Nessa analogia, um artesão que produzia sapatos em um pequeno vilarejo não precisava se preocupar com competir com outros sapateiros em sua comunidade, pois ele era o único que dominava as técnicas necessárias para aquele trabalho. Ele era o único que sabia como exercer cada etapa do processo de produção de um sapato em sua comunidade e, por isso, não se preocupava com concorrência.

Porém, com a introdução das máquinas nas fábricas, não é mais necessário saber como acontece cada etapa da produção de um sapato, pois cada trabalhador, agora, participa apenas de uma etapa do processo. Assim, aquele artesão deixa de ter uma habilidade considerada única por sua comunidade, já que os sapatos passaram a ser produzidos em escalas industriais e a preços menores.

Impactos sociais, econômicos e psicológicos dessa alienação nos trabalhadores

As consequências da alienação do trabalho podem ser compreendidas de forma tridimensional, ou seja, essas podem ser analisadas pela ótica social, econômica e psicológica.

Impactos sociais
No âmbito social, é possível destacar diversas consequências da alienação do trabalhador.
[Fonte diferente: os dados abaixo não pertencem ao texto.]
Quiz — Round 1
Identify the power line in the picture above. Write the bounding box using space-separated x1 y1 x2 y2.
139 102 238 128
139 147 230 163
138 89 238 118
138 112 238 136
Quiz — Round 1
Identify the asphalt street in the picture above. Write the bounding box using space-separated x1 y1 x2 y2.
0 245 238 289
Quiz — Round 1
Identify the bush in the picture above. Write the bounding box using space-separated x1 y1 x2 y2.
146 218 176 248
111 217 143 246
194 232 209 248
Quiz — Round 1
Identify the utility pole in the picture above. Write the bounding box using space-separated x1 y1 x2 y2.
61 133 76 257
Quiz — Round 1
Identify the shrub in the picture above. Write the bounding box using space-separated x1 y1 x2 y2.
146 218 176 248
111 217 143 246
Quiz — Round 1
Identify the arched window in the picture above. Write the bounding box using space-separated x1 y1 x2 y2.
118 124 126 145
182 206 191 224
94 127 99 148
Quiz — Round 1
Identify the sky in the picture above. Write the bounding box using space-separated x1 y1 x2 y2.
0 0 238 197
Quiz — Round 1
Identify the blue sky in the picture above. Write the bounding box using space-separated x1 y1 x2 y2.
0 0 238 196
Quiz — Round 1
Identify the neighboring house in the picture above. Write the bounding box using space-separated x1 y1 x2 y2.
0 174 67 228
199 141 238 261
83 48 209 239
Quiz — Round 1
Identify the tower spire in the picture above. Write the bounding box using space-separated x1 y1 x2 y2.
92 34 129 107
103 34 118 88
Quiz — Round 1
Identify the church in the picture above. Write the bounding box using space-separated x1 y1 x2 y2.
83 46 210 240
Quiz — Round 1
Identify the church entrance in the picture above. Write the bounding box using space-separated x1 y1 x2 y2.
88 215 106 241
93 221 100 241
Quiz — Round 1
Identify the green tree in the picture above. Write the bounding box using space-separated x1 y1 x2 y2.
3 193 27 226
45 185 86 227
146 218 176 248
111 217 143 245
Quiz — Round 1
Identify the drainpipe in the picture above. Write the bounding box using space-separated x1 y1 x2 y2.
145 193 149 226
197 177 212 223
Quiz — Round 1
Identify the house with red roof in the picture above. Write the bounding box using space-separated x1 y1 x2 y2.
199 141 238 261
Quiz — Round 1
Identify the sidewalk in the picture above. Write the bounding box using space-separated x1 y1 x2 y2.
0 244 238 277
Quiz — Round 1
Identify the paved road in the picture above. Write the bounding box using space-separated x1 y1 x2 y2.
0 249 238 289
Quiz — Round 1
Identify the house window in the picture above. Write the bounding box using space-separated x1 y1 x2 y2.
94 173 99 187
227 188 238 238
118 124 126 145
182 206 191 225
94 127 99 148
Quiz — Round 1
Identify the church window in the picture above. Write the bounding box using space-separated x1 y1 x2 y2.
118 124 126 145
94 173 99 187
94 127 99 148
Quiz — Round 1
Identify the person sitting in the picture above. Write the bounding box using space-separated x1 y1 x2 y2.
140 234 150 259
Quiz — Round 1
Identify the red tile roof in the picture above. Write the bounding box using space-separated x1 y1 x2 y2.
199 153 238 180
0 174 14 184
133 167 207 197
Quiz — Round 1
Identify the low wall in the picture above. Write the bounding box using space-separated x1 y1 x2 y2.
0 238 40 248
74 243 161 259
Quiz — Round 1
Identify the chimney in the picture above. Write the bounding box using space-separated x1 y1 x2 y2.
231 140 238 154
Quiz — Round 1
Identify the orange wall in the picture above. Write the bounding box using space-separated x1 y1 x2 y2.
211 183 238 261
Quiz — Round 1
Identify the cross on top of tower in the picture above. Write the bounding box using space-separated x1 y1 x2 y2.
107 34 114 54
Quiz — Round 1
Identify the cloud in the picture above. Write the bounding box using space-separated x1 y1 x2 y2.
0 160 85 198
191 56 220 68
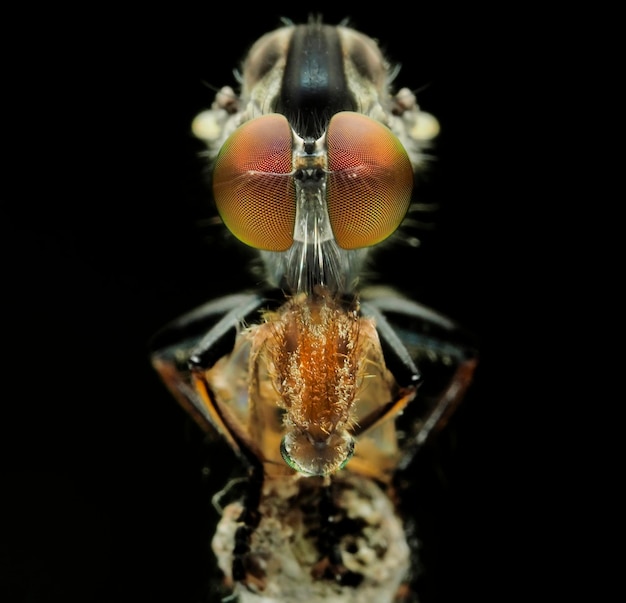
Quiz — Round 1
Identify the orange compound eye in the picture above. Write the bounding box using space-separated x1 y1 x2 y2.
326 111 413 249
213 113 296 251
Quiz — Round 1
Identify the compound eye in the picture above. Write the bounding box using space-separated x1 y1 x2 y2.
326 111 413 249
213 113 296 251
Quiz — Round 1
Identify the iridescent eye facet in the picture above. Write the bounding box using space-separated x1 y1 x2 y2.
326 111 413 249
213 113 296 251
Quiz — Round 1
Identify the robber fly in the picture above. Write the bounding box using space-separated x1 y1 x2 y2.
151 20 477 602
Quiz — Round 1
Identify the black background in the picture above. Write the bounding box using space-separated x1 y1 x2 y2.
1 3 536 603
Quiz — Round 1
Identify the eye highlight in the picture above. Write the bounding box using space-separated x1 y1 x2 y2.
213 113 296 251
327 111 413 249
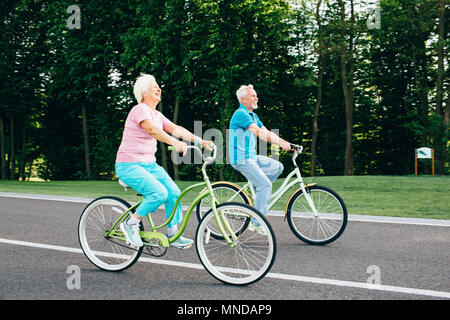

A primeira delas é justamente a fragmentação social, em que os indivíduos passam a se isolar um do outro na constante competição laboral. As relações humanas nessa perda da colaboração podem correr o sério risco de serem definidas apenas pelo individualismo e não mais pelo coletivismo.

A falta dessa solidariedade entre os trabalhadores pode afetar, consequentemente, a coesão social. O senso de propósito que cada trabalhador sente por seu trabalho também é perdido, já que esse não mais vê significado no que faz.

Além disso, a desigualdade social é um dos fatores mais alarmantes e evidentes dessa divisão do trabalho. Aqueles que controlam os meios de produção são justamente os que detêm o poder sobre o capital. Enquanto que a classe proletária é destinada a posições de subordinação e até mesmo de exploração.

Impactos econômicos
No setor econômico, pode-se observar consequências consideráveis dessa alienação vivenciada pelos trabalhadores em sua atividade laboral. Mesmo que o objetivo do mercado seja aumentar a produtividade e a eficácia dos trabalhadores, os moldes de sua divisão do trabalho podem não favorecer esses resultados.

A alienação do trabalho em atividades repetitivas e estritamente determinadas contribui para a desmotivação dos trabalhadores. Indivíduos que trabalham desmotivados, consequentemente, produzem menos ou com pouca qualidade. Isso recai novamente na questão da produtividade, tão cobrada pelos empregadores.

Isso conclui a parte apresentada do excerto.